If you live in Calgary and own a home, you may be subject to different land use by-laws depending on which neighbourhood you live in.
Calgary Land Use ByLaws have been in effect since 1913 but changes have been made over the years. In 2002, a review commenced to accommodate significant population increases and complexities that come with unique planning issues. As a result, different rules are at play when it comes to property bylaws. In particular, bylaws falling under 2P80 that came into effect in 1980, IP2007 implemented in 2007 and ‘Direct Control Districts’ which are under a specific set of rules that override conventional Land Use Bylaws.
The number of districts has increased substantially; from 1996 to 2000 alone, City Council approved 454 of these zones compared with just 191 conventional districts. Springbank Hill in Ward 6 is under partial District Control zoning with some boundaries occurring on the same street between neighbours. An example of different treatment of the two might be driveway widths aren’t regulated and widening doesn’t require a permit in District zones. Permits can cost around $400, and can be accepted or rejected by the city.
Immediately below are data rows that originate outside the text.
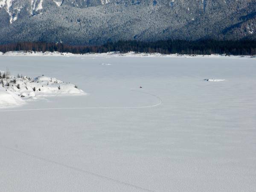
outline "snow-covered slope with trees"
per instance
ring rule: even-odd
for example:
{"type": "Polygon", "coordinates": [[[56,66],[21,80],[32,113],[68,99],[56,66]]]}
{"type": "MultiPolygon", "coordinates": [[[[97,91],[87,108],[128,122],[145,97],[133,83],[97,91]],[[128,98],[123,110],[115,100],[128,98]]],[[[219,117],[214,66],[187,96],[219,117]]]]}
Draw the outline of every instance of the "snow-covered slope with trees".
{"type": "Polygon", "coordinates": [[[28,99],[86,94],[77,86],[55,78],[43,75],[31,79],[18,74],[15,76],[8,70],[0,71],[0,108],[23,104],[28,99]]]}
{"type": "Polygon", "coordinates": [[[0,1],[0,43],[255,39],[253,0],[0,1]]]}

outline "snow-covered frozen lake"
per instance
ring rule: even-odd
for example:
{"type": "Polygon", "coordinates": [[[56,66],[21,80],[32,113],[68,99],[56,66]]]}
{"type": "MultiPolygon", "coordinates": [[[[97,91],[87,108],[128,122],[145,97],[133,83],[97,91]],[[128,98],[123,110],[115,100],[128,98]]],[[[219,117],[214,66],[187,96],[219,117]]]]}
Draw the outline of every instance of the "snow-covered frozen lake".
{"type": "Polygon", "coordinates": [[[255,191],[255,58],[1,56],[6,67],[88,94],[0,112],[0,191],[255,191]]]}

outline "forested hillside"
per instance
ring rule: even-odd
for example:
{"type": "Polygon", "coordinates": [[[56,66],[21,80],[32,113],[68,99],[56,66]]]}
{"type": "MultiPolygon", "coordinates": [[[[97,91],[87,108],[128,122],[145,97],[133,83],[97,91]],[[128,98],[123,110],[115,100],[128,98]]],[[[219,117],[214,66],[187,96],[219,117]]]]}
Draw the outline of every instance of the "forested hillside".
{"type": "Polygon", "coordinates": [[[255,0],[0,0],[0,44],[256,39],[255,0]]]}

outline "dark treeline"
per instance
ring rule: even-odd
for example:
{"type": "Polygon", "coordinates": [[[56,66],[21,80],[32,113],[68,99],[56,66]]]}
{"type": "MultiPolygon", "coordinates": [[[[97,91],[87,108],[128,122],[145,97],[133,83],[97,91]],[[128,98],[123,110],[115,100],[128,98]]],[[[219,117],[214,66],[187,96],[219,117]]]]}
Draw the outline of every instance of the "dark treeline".
{"type": "Polygon", "coordinates": [[[75,46],[62,44],[45,42],[22,42],[0,45],[0,52],[12,51],[69,52],[83,54],[89,52],[102,53],[108,52],[163,54],[179,53],[188,55],[226,54],[234,55],[256,55],[255,41],[186,41],[181,40],[160,41],[145,42],[135,41],[119,41],[108,43],[99,46],[75,46]]]}

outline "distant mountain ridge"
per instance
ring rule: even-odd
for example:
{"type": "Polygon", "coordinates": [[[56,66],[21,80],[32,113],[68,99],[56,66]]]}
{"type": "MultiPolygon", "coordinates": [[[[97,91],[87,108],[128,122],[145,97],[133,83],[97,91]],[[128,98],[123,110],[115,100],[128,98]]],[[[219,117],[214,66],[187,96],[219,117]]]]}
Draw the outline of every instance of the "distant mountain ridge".
{"type": "Polygon", "coordinates": [[[255,0],[0,0],[0,44],[256,39],[255,0]]]}

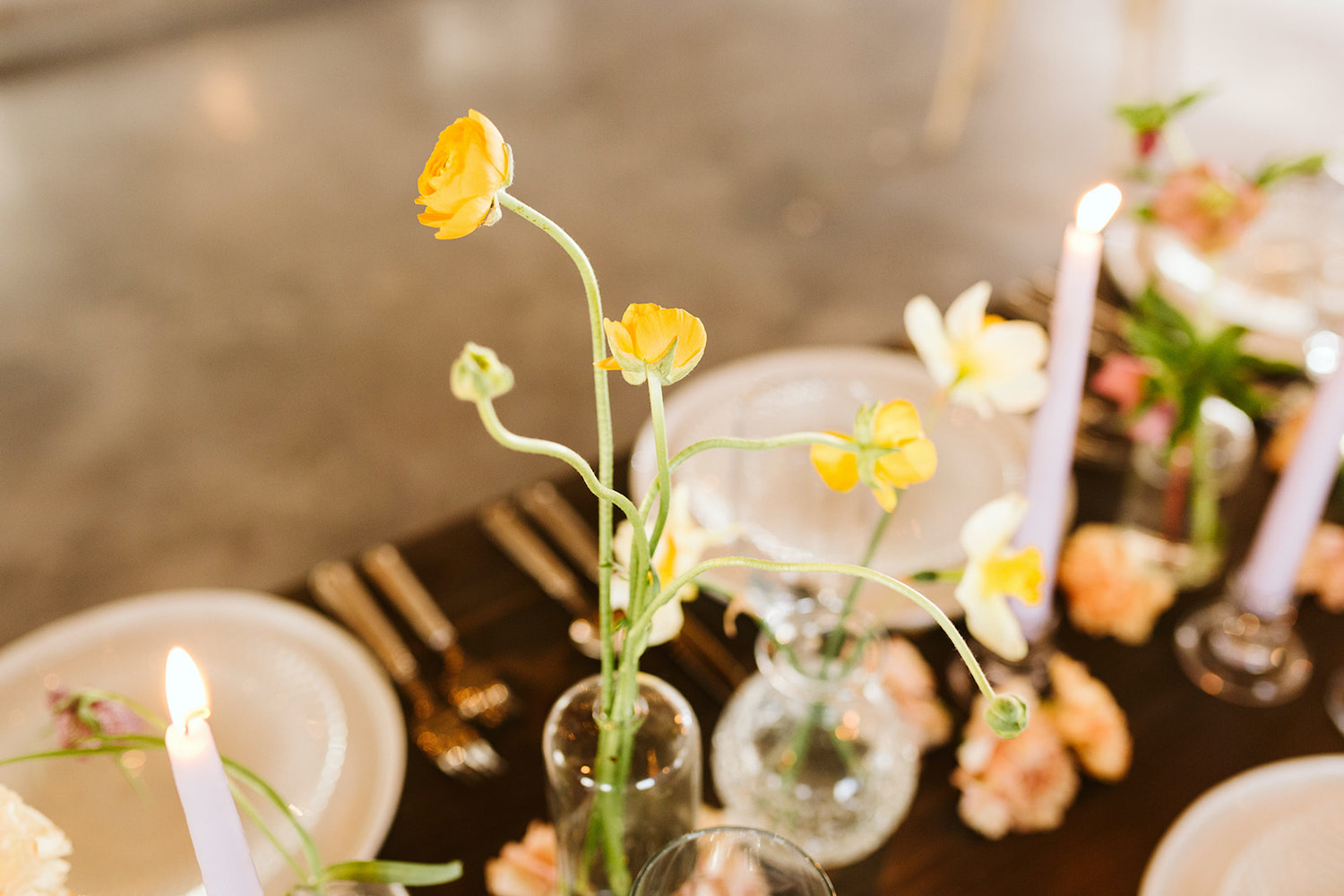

Land use bylaws are a necessary planning tool to regulate the development of land in a growing city like Calgary. But we all pay property taxes based on home assessments and City Council approved tax rates.
Residences in Direct Control districts seem to have an advantage over others and Springbank Hill is just one example.
Specific bylaws in unique circumstances is one thing, but why should some neighbourhoods have an advantage over others?